A follow up post about specifying window frames to SQL analytical functions. This assumes you have already read my previous post where I described the use of OVER(), PARTITION BY and ORDER BY clause.
ROWS and RANGE clause
The Over clause also allows us to specify window frames on which the analytical functions get applied. This is useful in calculating things like moving average and cumulative sum using SQL. The partition by clause allows us to group the data set before the analytical function is applied. However it doesn’t allow us to choose different sets records for each input record to apply a function. Consider we have a rainfall data set for a city for 1 month. It has a schema like “date, precipitation”. We want to find the out the total rainfall for the past 5 dates for each day of the month. For arguments sake, lets visually ignore the first 5 values, since they wont be having data for the last 5 days. Here we see that to find sum, we can use the SUM function but we need only the last 5 records and not all the records, for each row. Lets start with a simpler problem, and find the sum of all records and have that as a column.

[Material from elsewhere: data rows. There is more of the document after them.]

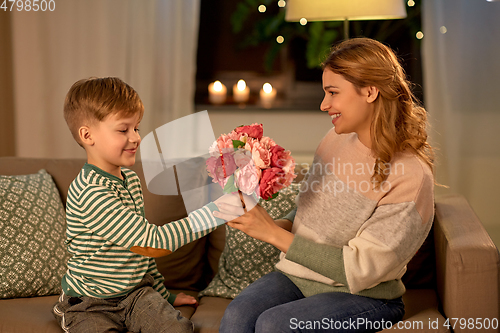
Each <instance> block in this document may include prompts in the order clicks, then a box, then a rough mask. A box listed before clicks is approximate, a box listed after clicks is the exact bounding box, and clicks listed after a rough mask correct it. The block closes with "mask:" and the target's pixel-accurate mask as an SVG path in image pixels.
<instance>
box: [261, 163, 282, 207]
mask: <svg viewBox="0 0 500 333" xmlns="http://www.w3.org/2000/svg"><path fill="white" fill-rule="evenodd" d="M282 172H283V171H282V170H281V169H280V168H275V167H272V168H269V169H265V170H263V171H262V178H261V180H260V184H259V195H260V197H261V198H262V199H264V200H267V199H269V198H271V197H272V196H273V194H275V193H276V192H278V191H279V190H281V189H282V188H283V185H282V184H281V183H280V180H281V179H282V178H281V177H280V174H281V173H282Z"/></svg>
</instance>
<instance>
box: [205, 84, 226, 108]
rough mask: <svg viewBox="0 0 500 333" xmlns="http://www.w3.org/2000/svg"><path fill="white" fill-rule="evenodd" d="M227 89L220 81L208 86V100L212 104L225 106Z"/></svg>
mask: <svg viewBox="0 0 500 333" xmlns="http://www.w3.org/2000/svg"><path fill="white" fill-rule="evenodd" d="M226 94H227V89H226V86H225V85H223V84H222V83H221V82H220V81H215V82H212V83H210V84H209V85H208V99H209V100H210V103H212V104H224V102H225V101H226Z"/></svg>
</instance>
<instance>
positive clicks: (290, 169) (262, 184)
mask: <svg viewBox="0 0 500 333" xmlns="http://www.w3.org/2000/svg"><path fill="white" fill-rule="evenodd" d="M263 132H264V130H263V128H262V124H257V123H255V124H252V125H248V126H240V127H237V128H235V129H234V130H233V131H232V132H231V133H229V134H222V135H221V136H220V137H219V138H218V139H217V140H216V141H215V142H214V143H213V144H212V146H211V147H210V148H209V152H210V158H209V159H208V160H207V162H206V163H207V171H208V174H209V176H210V177H212V178H213V182H214V183H219V184H220V186H221V187H222V188H223V191H224V193H232V192H239V191H241V192H243V193H245V194H247V195H252V194H253V193H256V194H257V195H258V196H259V197H261V198H262V199H264V200H271V199H273V198H275V197H276V196H277V195H278V192H279V190H281V189H282V188H285V187H287V186H289V185H290V184H291V183H292V181H293V179H294V178H295V177H296V176H297V175H295V173H294V168H295V160H294V159H293V157H292V156H291V155H290V151H288V150H285V149H284V148H283V147H281V146H279V145H277V144H276V143H275V142H274V141H273V140H272V139H271V138H269V137H267V136H263Z"/></svg>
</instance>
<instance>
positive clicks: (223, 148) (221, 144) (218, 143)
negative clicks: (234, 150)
mask: <svg viewBox="0 0 500 333" xmlns="http://www.w3.org/2000/svg"><path fill="white" fill-rule="evenodd" d="M217 146H218V147H219V150H221V149H224V148H233V140H232V139H231V138H230V137H229V135H226V134H222V135H221V136H220V137H218V138H217Z"/></svg>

SELECT date, precipitation, SUM(precipitation) OVER () as total_precipitation FROM rainfall
Next we would apply the window on the input data to the SUM function, so that only the last 5 days are taken. For this we would first sort the data and then add the window as follows
SELECT date, precipitation, SUM(precipitation) OVER (ORDER BY date ROWS BETWEEN 1 PRECEDING AND 5 PRECEDING) as total_precipitation FROM rainfall
This query first orders the data based on date, and then selects the window frame for each row, which consists of the previous 5 rows based on the ordering specified. This set of records changes for every record. The analytical function is then applied on the selected window. This is particularly useful for moving averages.
ROWS or RANGE requires that the ORDER BY clause be specified.

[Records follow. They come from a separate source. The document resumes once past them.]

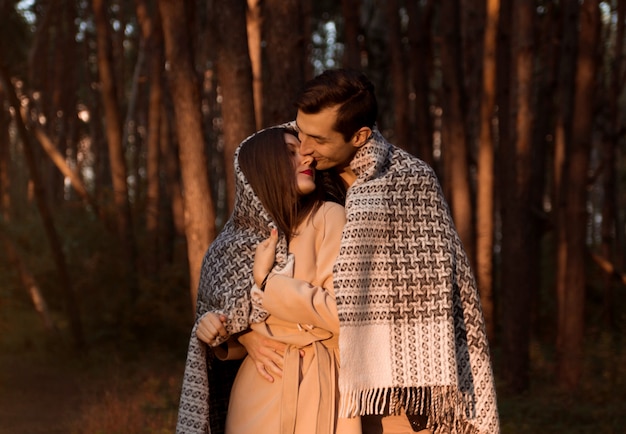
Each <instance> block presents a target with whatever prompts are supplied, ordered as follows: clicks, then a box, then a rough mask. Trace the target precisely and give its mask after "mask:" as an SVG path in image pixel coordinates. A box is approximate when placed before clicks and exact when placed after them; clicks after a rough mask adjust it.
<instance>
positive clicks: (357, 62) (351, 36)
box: [341, 0, 361, 69]
mask: <svg viewBox="0 0 626 434" xmlns="http://www.w3.org/2000/svg"><path fill="white" fill-rule="evenodd" d="M360 11H361V1H360V0H341V15H342V17H343V33H344V36H343V41H344V50H343V65H342V66H343V67H344V68H352V69H359V68H360V67H361V47H360V45H361V44H360V43H359V34H360V30H359V29H360V21H361V17H360Z"/></svg>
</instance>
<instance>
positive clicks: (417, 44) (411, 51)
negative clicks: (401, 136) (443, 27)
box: [407, 0, 435, 167]
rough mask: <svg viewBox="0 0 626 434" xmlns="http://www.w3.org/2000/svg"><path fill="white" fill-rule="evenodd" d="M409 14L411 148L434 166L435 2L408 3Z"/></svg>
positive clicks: (408, 35) (410, 151)
mask: <svg viewBox="0 0 626 434" xmlns="http://www.w3.org/2000/svg"><path fill="white" fill-rule="evenodd" d="M407 13H408V15H409V28H408V38H409V46H410V53H409V65H410V71H411V83H412V90H413V93H414V94H415V98H414V99H413V110H412V112H413V113H414V115H413V116H412V118H414V121H412V122H414V125H415V126H414V127H413V128H411V131H410V134H411V136H410V146H409V151H410V152H412V153H413V154H415V155H417V156H418V157H419V158H421V159H422V160H424V161H425V162H426V163H428V165H430V166H433V167H434V165H435V160H434V158H433V124H432V116H431V114H430V106H431V102H430V78H431V74H432V64H433V60H432V55H433V53H432V46H431V44H432V41H431V21H432V15H433V1H432V0H429V1H428V2H427V3H426V5H424V6H420V5H418V2H407Z"/></svg>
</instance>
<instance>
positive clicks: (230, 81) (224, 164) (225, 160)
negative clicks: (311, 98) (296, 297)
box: [214, 0, 280, 210]
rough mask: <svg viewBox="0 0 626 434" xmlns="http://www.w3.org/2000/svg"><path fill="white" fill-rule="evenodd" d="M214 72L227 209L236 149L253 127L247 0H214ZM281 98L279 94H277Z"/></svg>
mask: <svg viewBox="0 0 626 434" xmlns="http://www.w3.org/2000/svg"><path fill="white" fill-rule="evenodd" d="M214 19H215V20H216V25H217V26H216V28H217V52H218V59H217V76H218V80H219V83H220V87H221V89H222V119H223V120H224V124H223V128H222V130H223V133H224V151H223V152H224V169H225V170H224V171H225V173H226V192H227V195H228V209H229V210H232V207H233V204H234V201H235V175H234V168H233V158H234V156H235V149H236V148H237V146H238V145H239V143H241V141H242V140H243V139H245V138H246V137H248V136H249V135H250V134H252V133H253V132H254V130H255V126H256V124H255V121H254V97H253V93H252V66H251V63H250V55H249V52H248V40H247V35H246V0H232V1H228V2H217V4H216V8H215V16H214ZM277 99H280V98H277Z"/></svg>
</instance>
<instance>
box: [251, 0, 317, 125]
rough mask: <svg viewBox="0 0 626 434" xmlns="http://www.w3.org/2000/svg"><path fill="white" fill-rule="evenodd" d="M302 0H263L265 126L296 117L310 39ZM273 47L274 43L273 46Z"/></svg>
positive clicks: (263, 119)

Practice problem Calculate Moving Average on HackerEarth
Using PARTITION BY, ORDER BY and ROWS/RANGE together
Consider the above example but lets say now the data set contains data for multiple cities. Now the precipitation for each city would be different and the sum would also have to be calculated differently. Here we have the data set as “city, date, precipitation”. We would patition the data by city in the Over clause.
SELECT city, date, precipitation, SUM(precipitation) OVER (PARTITION BY city ORDER BY date ROWS BETWEEN 1 PRECEDING AND 5 PRECEDING) as total_precipitation FROM rainfall
When applied with partition by clause, the window frame is applied separately for each partition.
The window frame can be specified using (but not limited to) the following:
- ROWS BETWEEN 1 PRECEDING AND CURRENT ROW -> the current value and one previous
- ROWS BETWEEN UNBOUNDED PRECEDING AND CURRENT ROW -> all records from start to current row in the given ordering. This is useful for cumulative sum calculation
- ROWS BETWEEN 2 FOLLOWING AND 10 FOLLOWING -> records after the current row as per the number specified.
- ROWS 5 PRECEDING -> This is equivalent to ROWS BETWEEN 5 PRECEDING AND CURRENT ROW
This is very useful for statistical analysis which involves calculation where the input set record for a particular analytical function changes for every record. Applications of this technique include calculation of Year to Date sales, seasonal precipitation analysis, etc.